エネルギー産業を基盤とするヤンマーらしく、MIRUの装備やアタッチメントは“武器”としてではなく“未来を拓く道具”としてデザインされている。

▲ Episode 101「The King of the Forest」熱帯雨林地域で暮らすマリオ。ある日金の違法採掘現場を目撃してしまい…

ただ、本作の中核を担うMIRUのデザインやアタッチメントは、最初から今の姿だったわけではない。


デザインスケッチから立体物まで“多様性のデザインプロセス”をたどる

▲ 初期のデザインスケッチ。アニメーション映えしそうな攻撃的な武装が見て取れる
▲ アニメCG用に何度もブラッシュアップされたMIRUの決定稿。シルエットが中性的になり、産業機械らしくも親しみやすいロボットに調整されている
▲ 決定稿を基に3Dモデルとして製作されたMIRU。アタッチメント類もヤンマーの産業機械に由来するものがモチーフになっている
▲ タカラトミーの協力によって試作された立体物(※商品化未定・参考出品)

 オムニバス形式のアニメであっても、一貫したメッセージを届けるためにはキャラクターに強いイメージ性を持たせる必要がある。MIRUは「スケッチ→設定画→CG→立体物」と複数のメディアを経てその姿のディテールは変わりながらも、その核となるコンセプトは揺るがず貫かれている。
 この物語は、優れたメカデザインが成立させる世界構築の妙であり、「どの時代・どの地域に存在しても違和感のない」ユニバーサルなMIRUの造形は、ヤンマーが尊重する多様性を体現するひとつの完成形とも言えるだろう。


今、この閉塞感のある時代だからこそ
未来は自分たちで掴めることを
思い出してほしい

▲Episode 217「この世の波風さわぎ」ピアノの演奏技術を高く評価された主人公のアメは、ある日、AI実証実験に協力することになり…
▲ Episode 630「Re: MIRU」分断と紛争、温暖化が進む世界で、和平交渉を成し遂げ帰国した若き外交官トシ。一息ついたのも束の間、交渉決裂の知らせに希望は絶望へ…

ヤンマーホールディングス 非常勤取締役 兼『未ル わたしのみらい』エグゼクティブプロデューサーの長屋明浩氏は去る3月に行われた先行試写会にてこう語った。
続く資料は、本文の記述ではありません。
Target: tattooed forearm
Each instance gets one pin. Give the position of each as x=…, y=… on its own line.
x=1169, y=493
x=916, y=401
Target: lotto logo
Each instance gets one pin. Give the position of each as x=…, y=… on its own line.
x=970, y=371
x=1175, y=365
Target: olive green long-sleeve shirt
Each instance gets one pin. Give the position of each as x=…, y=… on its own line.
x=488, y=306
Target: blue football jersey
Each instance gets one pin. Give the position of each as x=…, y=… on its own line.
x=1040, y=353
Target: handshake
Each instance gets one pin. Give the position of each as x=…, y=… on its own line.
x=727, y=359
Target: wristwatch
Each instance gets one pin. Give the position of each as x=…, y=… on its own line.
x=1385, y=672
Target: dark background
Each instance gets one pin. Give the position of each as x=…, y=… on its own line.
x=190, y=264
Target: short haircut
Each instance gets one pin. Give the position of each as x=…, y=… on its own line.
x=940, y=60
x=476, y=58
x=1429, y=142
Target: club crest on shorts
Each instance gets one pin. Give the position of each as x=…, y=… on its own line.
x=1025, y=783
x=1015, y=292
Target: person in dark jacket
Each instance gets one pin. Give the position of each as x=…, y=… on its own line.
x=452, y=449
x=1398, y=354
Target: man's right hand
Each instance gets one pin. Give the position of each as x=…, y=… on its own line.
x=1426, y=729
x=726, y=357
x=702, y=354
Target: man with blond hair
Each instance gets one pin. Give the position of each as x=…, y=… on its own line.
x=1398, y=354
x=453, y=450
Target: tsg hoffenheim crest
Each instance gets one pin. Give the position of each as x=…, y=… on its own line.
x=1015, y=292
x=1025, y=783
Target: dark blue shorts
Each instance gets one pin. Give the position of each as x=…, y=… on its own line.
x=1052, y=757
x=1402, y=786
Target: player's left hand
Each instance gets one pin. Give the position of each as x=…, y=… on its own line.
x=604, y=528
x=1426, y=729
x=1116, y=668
「今って紛争や震災などの、身に降りかかるさまざまな災害に対して『どうせ起きるんだから…』といった閉塞感が常に付きまとう時代だと思うんですよ。でもそんな時代だからこそ、そういった閉塞感の中で流れに身を任せるのではなく、“その先に何を想像して、どんな一歩を踏み出すか”を考えるきっかけになってほしいんです。未来を自分たちで掴むことを後押しできるようなプロジェクトを、我々が先兵としてチャレンジしてみせたかったんです。」

その意向が各話に反映されており、
主人公たちがさまざまな困難に直面したとき、「自分にはどうしようもない」と諦めるのではなく、
その先の未来に何を想像し、自分には何ができるのかを考える——。
MIRUは、そんな前向きな思考を支え、解決へと踏み出す手助けをする存在として描かれている。
エネルギーやアタッチメントを貸し、背中を押してくれる相棒のような存在だ。

▲ Episode 926「待ってて、今行く」極寒の雪原が広がる終末の世界で、相棒のポチマルとともに旅を続けるアイル。旅の途中、遠い未来からやってきたイズミフと名乗る少年と出会い…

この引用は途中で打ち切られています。